On his part, Ojougboh alleged financial interference, contracts grabbing and splitting against the Chairman of the Senate Committee on Niger Delta Affairs, Senator Peter Nwaoboshi, and his counterpart in the House of Representatives.
He said the two chairmen requested for 1,000 projects out of the 2,900 emergency projects the commission planned to use to change the face of the Niger Delta communities.
“Aside projects grabbing, the two chairmen are holding the commission to ransom on its 2020 budget, which had been submitted since November last year but yet to see the light in July 2020.
“We have lost confidence in the two chairmen who have been hijacking and bastardising operations of the commission over the years,” he said.
Ojougboh said there was nothing like the N40 billion allegation levelled against the current IMC by the Senate within the first three months of this year.
“The current IMC met debt of over N3 trillion as payments for contracts awarded and executed by previous management, out of which N156 billion had been released and ready for payment.”
Allegations and counter allegations have been the order of the day. But questions boggling the minds now are the purpose(s) of the altercations between the IMC and the National Assembly.
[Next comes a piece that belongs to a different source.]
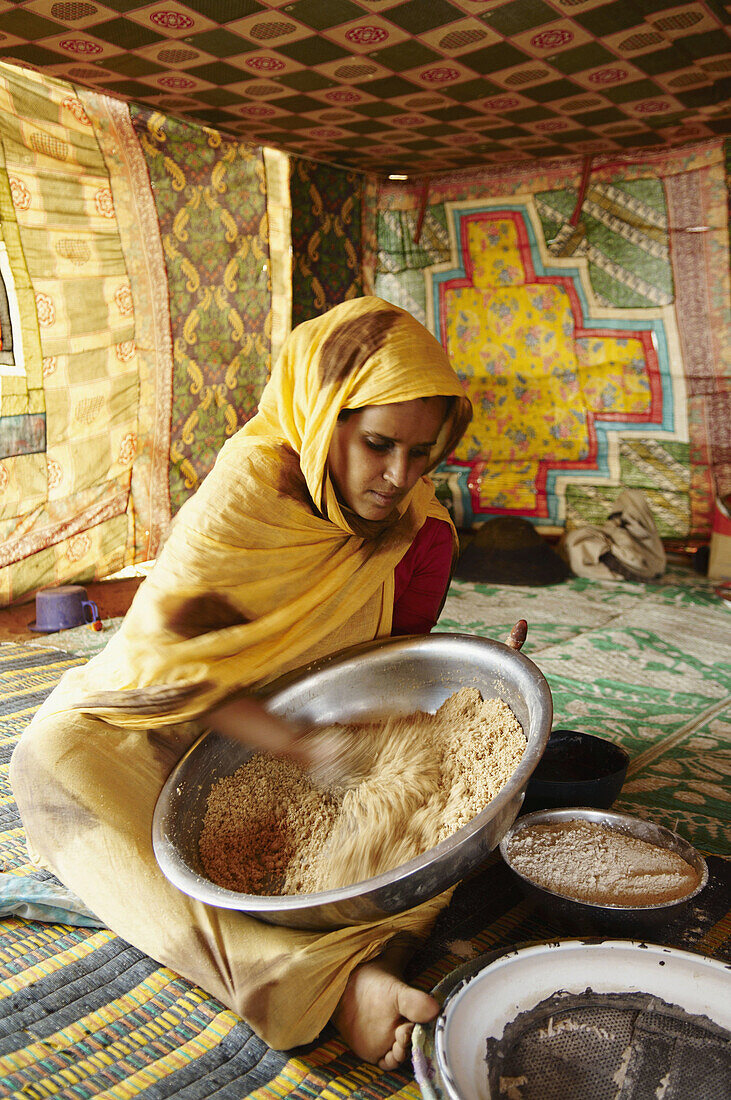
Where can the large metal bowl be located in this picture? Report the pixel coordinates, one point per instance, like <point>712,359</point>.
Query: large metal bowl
<point>396,675</point>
Is it designed to scuttle the forensic audit of the NDDC? Why have we not seen this kind of fervour in the National Assembly over the years until forensic audit is mentioned? Is corruption fighting back attempts to expose hidden truths?
But whatever are the intentions it is obvious that the NDDC is rotten, very rotten. Both operators and overseers of the commission are well immersed in the mind-boggling corruption that has become the norm in the interventionist agency. But can the forensic audit take place, before the Niger Delta region and all concerned go the way of the commission?